Six times around makes a mile. It's really not hard at all. Unless you are Marvin.

I don't know if that is his name, but that's what I'm going with. He looked like a Marvin, a rather nostalgic name befitting a man who is most probably in his seventies, wrinkly skin on his dark-skinned face, still broad-shouldered, still built like the athlete I suspect he once was. He wore chinos and a black polo top.

When I spoke with him, I didn't ask him his name. It was enough for me just to approach a stranger. Many people don't know this about me, but I'm a real introvert. Big groups terrify me and meeting strangers . . . don't even get me started. But this man did something that was so massively impressive, I had to work up the nerve to tell him the truth. And I did. I thanked him, straight out, for inspiring all of us that day.

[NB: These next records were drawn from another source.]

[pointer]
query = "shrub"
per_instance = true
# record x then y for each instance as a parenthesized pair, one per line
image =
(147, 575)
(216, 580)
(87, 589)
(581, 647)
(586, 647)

Marvin walked at a complete 90 degree angle. He used the rail around the second floor track as a guide because, obviously, he really didn't have a lot of clearance to see far ahead. He would stop a lot. He would stand at the rail and watch the basketball and volleyball players below make three-pointers or spike the ball over the net.

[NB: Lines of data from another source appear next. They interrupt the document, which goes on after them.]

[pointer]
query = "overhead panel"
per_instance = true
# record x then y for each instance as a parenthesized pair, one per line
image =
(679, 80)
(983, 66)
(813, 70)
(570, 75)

I imagined him fifty years before. A great player, someone with promise, maybe a scholarship to college or the captain of his high school team.

Then something happened along the way. Was it a car accident? Years of hard work stacked on top of each other? An illness winning the war on his body?  

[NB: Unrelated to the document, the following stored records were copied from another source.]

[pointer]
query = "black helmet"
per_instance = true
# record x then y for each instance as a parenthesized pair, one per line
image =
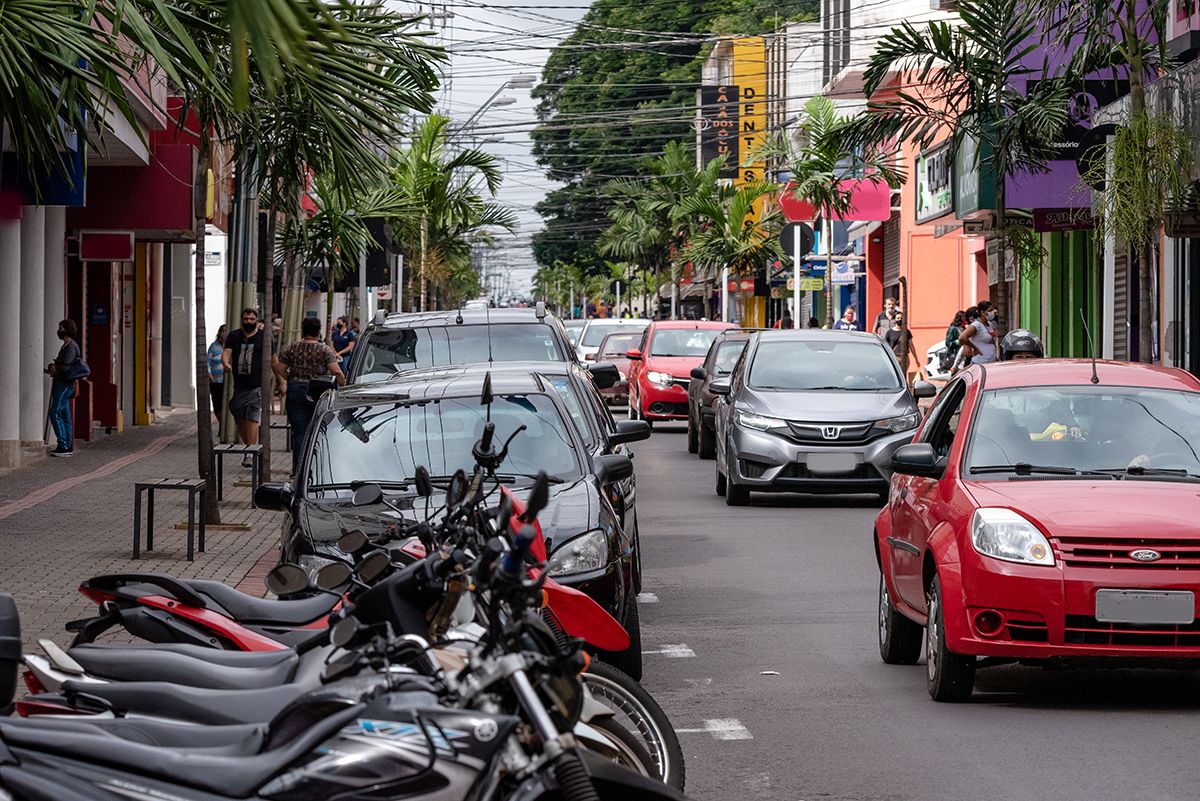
(1020, 342)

So I asked him, after thanking him, if it was painful to walk. Because it looked like it was, and he shook his head and said, "Oh yeah. My back, my lower back." He was sitting on the bench alongside the track when I talked with him. I figured I had one more question before he thought I was a nut, so I asked him what I really wanted to know: What motivated him to come out here and go through all this pain?

His eyes had a fierce light of goodness. He stared right at me and said, "I've got to try. I've just got to keep on tryin'."

I thanked him again. It was one of those moments where I felt like I'd been touched by an angel. One human being sharing with another about courage, life, determination.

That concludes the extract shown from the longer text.